En 1997, l'Organisation mondiale du café a effectué une visite en Chine. Elle a passé trois ans à promouvoir la consommation de café en Chine, visant plus d'un milliard de consommateurs potentiels.

Si auparavant dans les villes on pouvait compter les cafés sur les doigts de la main, on peut maintenant constater leur croissance exponentielle. Le géant mondial des cafés, Starbucks, a ouvert son premier établissement en mars 1998 dans l'immeuble du China International Trade Centre, devenant la première chaîne de café sur la partie continentale de la Chine. On en compte actuellement plus d'un millier répartis dans une soixantaine de villes en Chine. À l'époque, un grand nombre de Chinois revenaient de l'étranger : c'est la principale raison derrière la croissance folle du nombre des cafés durant toutes ces années. Pour beaucoup, ces Chinois qui revenaient au pays ont rapporté avec eux le mode de vie des pays étrangers, ce qui a eu une influence sur la passion du café en Chine.

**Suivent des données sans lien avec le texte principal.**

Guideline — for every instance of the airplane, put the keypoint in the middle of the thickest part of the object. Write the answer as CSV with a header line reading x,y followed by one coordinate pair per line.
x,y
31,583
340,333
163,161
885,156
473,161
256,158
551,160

En général, ceux qui au début aiment le café sont les personnes qui comprennent les habitudes de vie occidentales. Ils vont au Starbucks, à Costa et autres cafés, où le prix du café ne cesse de grimper, avec cette impression : prendre un café dans ces endroits montre que l'on a de l'argent et un statut social. Pour les consommateurs chinois, c'est un des facteurs expliquant sa popularité.

« Dans la réalité, en Chine, il n'y a pas vraiment de relation entre le prix du café et la qualité de la production », estime Jairo Ortiz, un passionné de café originaire de Colombie qui a établi en Chine la marque Coffeeman. « Ce que je veux dire, c'est que ce marché n'est pas du tout parvenu à maturité comme le marché australien, européen ou américain. Ici, le café véhicule surtout une sorte de valeur sociale, un peu comme une devise populaire, un produit pour répondre au besoin d'individualité ».

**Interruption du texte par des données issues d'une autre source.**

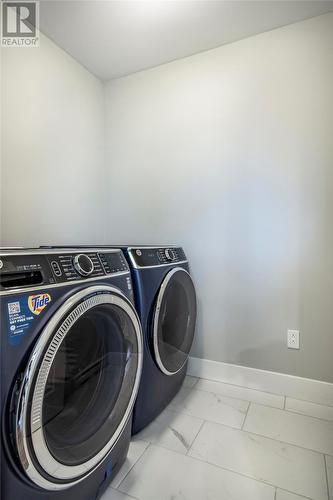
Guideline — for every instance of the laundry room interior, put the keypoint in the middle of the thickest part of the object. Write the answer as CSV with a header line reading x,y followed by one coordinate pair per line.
x,y
166,250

Il est intéressant de noter qu'en Chine, dans un pays où la culture du thé est si fortement ancrée, les consommateurs puissent si bien accepter le café, voire même remplacer le thé par ce nouveau produit. Un autre point, c'est que tous les cafés en Chine ont procédé à des adaptations pour répondre aux goûts des consommateurs chinois. Par exemple, c'est le café au lait qui se vend le mieux à Starbucks en Chine. Zou Lei, le vice-président de la branche de Beijing de la Fédération chinoise du café, nous explique pourquoi il boit du café. « Le café procure bien sûr des bienfaits à l'organisme. Tous les jours, je prends mes médicaments avec du café. D'un point de vue médical, le café facilite la circulation sanguine. C'est pour cela que j'en déduis que le café peut permettre aux médicaments de se diffuser dans tout l'organisme », explique-t-il.

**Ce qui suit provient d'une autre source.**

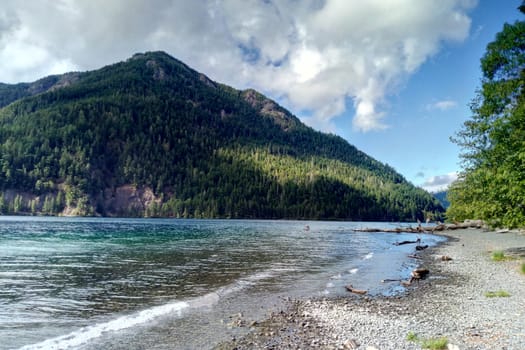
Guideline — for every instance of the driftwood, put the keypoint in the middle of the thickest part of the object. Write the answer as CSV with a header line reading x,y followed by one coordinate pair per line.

Bien que la consommation moyenne de café en Chine n'atteigne que 35 grammes par habitant, soit un centième de la consommation moyenne du Japon, la demande de café en Chine connaît une croissance annuelle de 8 % depuis 2011. Il y a 50 ans, la demande de café au Japon était très faible. Mais si la consommation en Chine suit la même progression et atteint le même niveau, alors le marché chinois atteindra 75 millions de sac/an, soit la moitié du marché mondial. Une perspective qui fait saliver les entreprises du secteur.

Par ailleurs, beaucoup de jeunes gens aiment l'atmosphère des cafés, calme et propice au travail, avec une connexion Internet gratuite, etc. Je vais souvent prendre un café au Starbucks du Wanda Plaza, qui se trouve à une vingtaine de kilomètres du centre des affaires de Beijing. Même si le latte est trois fois plus cher que dans un Starbucks de Chicago aux États-Unis, les gens font la queue au comptoir.